December 2013

Youth Building the Future

 (with a Push from Artist-Social Organizer Lily Yeh)


Among the people the NMCF invited to work with its grantees and partner organization was Lily Yeh, founder of the nonprofit Barefoot Artists, Inc., in Philadelphia. This 70-something petite Chinese-American woman has received accolades from the Ford Foundation and many others for her ability to work a kind of transformative magic on distressed communities through the restorative power of grassroots, collectively built, large-scale community art and culture projects of overwhelming beauty. Yeh has organized youth programs, schools, gardens, parks, plazas and sanctuaries in any number of places—from Rwanda to the Palestinian Territory to inner-cities in the United States—places that in many ways resemble parts of New Mexico in their brokenness.


Aside from her boldness of vision and highly developed artistic skills and sensibilities, a key to Yeh’s success has been her fearlessness in executing these projects and her deep love for people, especially children. Yeh also has the ability seemingly to create something out of nothing, or very little. Invariably, this results in the coalescence of highly dynamic and effective relationships and partnerships, a hallmark of the very essence of intercultural collaborative leadership.


During her weeklong stay in New Mexico, Yeh implemented a two-day mural-painting project with adjudicated youth, in partnership with La Plazita Institute in the South Valley of Albuquerque.
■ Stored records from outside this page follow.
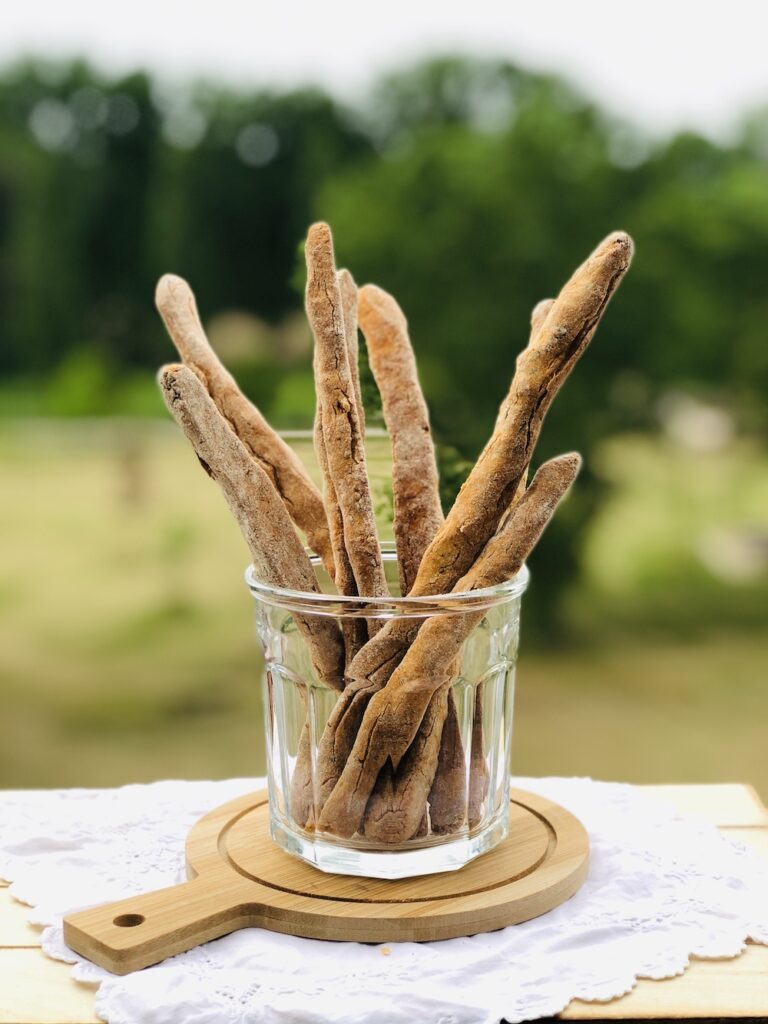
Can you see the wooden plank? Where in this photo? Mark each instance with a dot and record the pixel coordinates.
(35, 989)
(726, 805)
(709, 988)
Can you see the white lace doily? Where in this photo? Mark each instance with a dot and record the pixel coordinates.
(660, 889)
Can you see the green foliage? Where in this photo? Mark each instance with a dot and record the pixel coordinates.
(470, 188)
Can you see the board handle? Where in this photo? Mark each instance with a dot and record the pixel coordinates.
(142, 930)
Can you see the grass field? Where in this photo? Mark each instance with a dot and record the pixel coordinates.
(127, 649)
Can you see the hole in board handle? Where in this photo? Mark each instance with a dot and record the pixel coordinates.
(129, 920)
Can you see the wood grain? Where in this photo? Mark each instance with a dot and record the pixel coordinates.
(241, 879)
(35, 989)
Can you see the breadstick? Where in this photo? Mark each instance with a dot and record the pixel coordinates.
(415, 485)
(175, 302)
(448, 798)
(278, 554)
(342, 433)
(348, 291)
(562, 332)
(542, 368)
(478, 769)
(384, 819)
(394, 714)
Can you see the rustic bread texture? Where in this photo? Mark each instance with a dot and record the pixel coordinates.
(542, 369)
(394, 714)
(349, 300)
(279, 558)
(415, 482)
(342, 431)
(175, 302)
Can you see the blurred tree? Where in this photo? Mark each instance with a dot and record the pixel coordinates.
(470, 188)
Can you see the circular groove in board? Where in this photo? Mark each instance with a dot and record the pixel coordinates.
(250, 851)
(543, 861)
(241, 879)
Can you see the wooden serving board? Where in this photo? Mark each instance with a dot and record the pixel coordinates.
(241, 879)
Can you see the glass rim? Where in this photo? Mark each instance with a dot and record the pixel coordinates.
(309, 602)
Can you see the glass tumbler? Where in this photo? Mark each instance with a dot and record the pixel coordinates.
(444, 802)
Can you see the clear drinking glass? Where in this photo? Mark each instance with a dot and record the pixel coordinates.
(467, 808)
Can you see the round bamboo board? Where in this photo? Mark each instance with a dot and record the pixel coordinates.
(241, 879)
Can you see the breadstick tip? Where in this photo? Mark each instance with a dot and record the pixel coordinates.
(620, 245)
(563, 466)
(374, 301)
(170, 375)
(318, 235)
(541, 309)
(170, 290)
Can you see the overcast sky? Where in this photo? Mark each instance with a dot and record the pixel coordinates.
(664, 62)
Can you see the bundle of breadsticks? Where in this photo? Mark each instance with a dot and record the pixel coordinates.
(390, 765)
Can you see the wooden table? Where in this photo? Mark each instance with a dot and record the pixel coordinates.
(37, 990)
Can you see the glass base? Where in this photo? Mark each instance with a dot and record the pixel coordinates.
(344, 857)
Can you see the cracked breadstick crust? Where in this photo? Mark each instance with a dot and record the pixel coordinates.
(542, 369)
(415, 481)
(176, 305)
(394, 713)
(353, 631)
(279, 557)
(395, 811)
(448, 798)
(348, 291)
(342, 432)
La Plazita’s founders believe that the reclamation of traditional cultural practices and understandings are vital to the healing of broken youth. With the precision of a surgeon, Yeh was able to cut through the resistance of many of the youths’ jaded facades. To achieve this, she used her irrepressible sense of joy and enthusiasm, together with a sincere desire to see the youth bloom like flowers before her eyes, which they did. Yeh subtly bored an energetic hole right to the core of their beings and therein ignited a fire of passion for living in the world.


Perhaps Yeh’s most lasting legacy in New Mexico is the formation of a deeply committed coalition comprised of those who attended her workshop entitled “Community Building through Creative Envisioning and Action” at the Gutiérrez-Hubbell House in the South Valley.
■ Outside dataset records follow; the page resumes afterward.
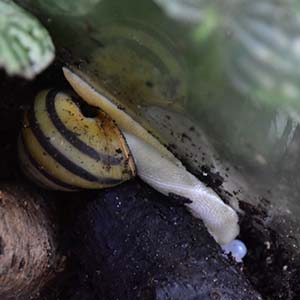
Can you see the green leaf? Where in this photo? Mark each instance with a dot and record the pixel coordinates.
(66, 7)
(25, 46)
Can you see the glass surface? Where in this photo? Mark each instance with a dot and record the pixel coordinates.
(217, 81)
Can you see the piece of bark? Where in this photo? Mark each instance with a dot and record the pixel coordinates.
(28, 253)
(129, 243)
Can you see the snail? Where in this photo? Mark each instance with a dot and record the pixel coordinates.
(61, 149)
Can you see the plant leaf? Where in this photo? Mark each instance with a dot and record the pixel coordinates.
(25, 45)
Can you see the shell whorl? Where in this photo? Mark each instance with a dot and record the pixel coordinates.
(61, 149)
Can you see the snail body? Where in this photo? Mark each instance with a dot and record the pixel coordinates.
(52, 154)
(61, 149)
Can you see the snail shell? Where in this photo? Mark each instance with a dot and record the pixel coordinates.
(61, 149)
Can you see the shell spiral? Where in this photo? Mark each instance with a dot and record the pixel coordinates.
(62, 149)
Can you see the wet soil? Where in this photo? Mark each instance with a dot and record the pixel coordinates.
(271, 267)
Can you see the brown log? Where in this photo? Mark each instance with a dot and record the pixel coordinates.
(28, 254)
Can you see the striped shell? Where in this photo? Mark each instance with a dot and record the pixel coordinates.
(62, 149)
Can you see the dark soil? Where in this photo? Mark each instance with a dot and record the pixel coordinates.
(272, 265)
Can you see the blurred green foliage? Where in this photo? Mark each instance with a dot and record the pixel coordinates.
(241, 63)
(25, 46)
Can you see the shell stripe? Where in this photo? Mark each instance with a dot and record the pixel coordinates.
(36, 169)
(61, 158)
(71, 137)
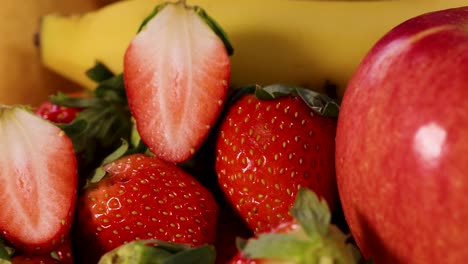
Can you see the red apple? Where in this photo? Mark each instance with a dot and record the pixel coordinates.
(402, 143)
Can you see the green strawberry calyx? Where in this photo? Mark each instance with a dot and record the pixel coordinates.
(105, 120)
(320, 103)
(217, 29)
(316, 240)
(159, 252)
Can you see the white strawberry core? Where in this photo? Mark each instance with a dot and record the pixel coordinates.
(37, 176)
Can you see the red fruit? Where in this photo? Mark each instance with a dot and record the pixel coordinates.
(176, 75)
(34, 260)
(145, 198)
(267, 150)
(402, 144)
(56, 113)
(39, 181)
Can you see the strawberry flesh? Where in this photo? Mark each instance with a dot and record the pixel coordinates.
(39, 179)
(267, 150)
(176, 74)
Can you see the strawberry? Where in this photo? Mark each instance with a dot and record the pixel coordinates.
(34, 259)
(58, 113)
(268, 149)
(62, 255)
(176, 73)
(142, 197)
(39, 181)
(308, 238)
Beginning with her very first gesture, which was to lead a simultaneous dance/meditation, to her final one of joining and soldering tightly the strengths and resources of everyone present (read intercultural collaborative leadership), this transformative workshop using artistic creation effectively launched a movement in New Mexico that is still alive, well and growing. The movement is now being led by some of the same partner organizations, grantees and individuals who participated in the workshop. They are moving forward on community-driven arts and cultural projects that will incorporate Yeh’s inspiration. Through this initiative, youth of New Mexico will experience a renewed sense of their power and will be the ones to rekindle hope in every area of their lives as well as in their communities.



Alejandro López and Renee Villarreal, director of Programs and Community Outreach at NMCF, helped organize Lily Yeh’s working visit to New Mexico at the end of April in 2013.